Lately I have started messing with Apache’s CXF Web Services framework. Now I must admit, I have held a bias for a long time for market share. Products, frameworks, packages, etc. that have the highest market adoption usually (not always) do for a reason. Working with a niche product is fine, but in my opinion the benefits of the product should significantly outweigh the risks and effort of swimming against the current. Maybe that makes me sound like a lemming, but I find that there are relatively few cases where the special benefits of a fringe product can really be brought to bear.

Anyway, with CXF being in Apache’s incubator, I am hardpressed to find many good reasons to use it in a production product over the more mature Axis, also from Apache. According to some reports, CXF is less proprietary than Axis — CXF has support for JAX-WS, JAXB, etc. while Axis uses proprietary API’s, packaging, deployment, etc. Personally, I don’t find this terribly compelling. People who go on about compliance with standards and then in the same paragraph talk about how they work with Spring and Hibernate (neither of which are a standard — well, they are de facto standards, but…) defeat their own argument. If compliance to standards is critical, then many of the best products out there are not available for use, since many of the best and most pervasive tools and technologies have no official standard.

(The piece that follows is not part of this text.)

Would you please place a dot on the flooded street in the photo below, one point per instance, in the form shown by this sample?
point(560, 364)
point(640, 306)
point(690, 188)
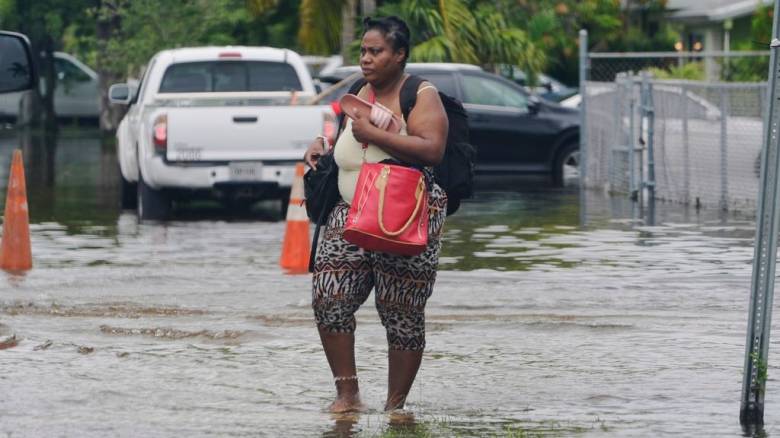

So, I started out messing with it. My IDE of choice is Eclipse, which incidentally has built-in Axis support and integration in its SOA and WTP distributions. Getting CXF to work inside Eclipse was not trivial, even with their instructions. CXF required the use of JDK 5.0 for my installation (I was using 6), and required several new features to be added to Eclipse before the installation of CXF’s plugins would even show up. From there, I tried using the WSDL2JAVA feature on an existing WSDL file I had from another WS project. It spit out an awful lot of code, all of it reasonable. It would have been nice if in the implementation classes the generator had put in //TODO entries to mark where actual business code needs to go — although I was able to find it rather easily, markers would have been thoughtful.

So, at this point, CXF looks perfectly viable to me. It worked fine, although I had to do a little work setting it up (big deal). But it really raised the question for me — why this when Axis is so well established and so well supported, and isn’t in an incubator status? Maybe I’m missing something.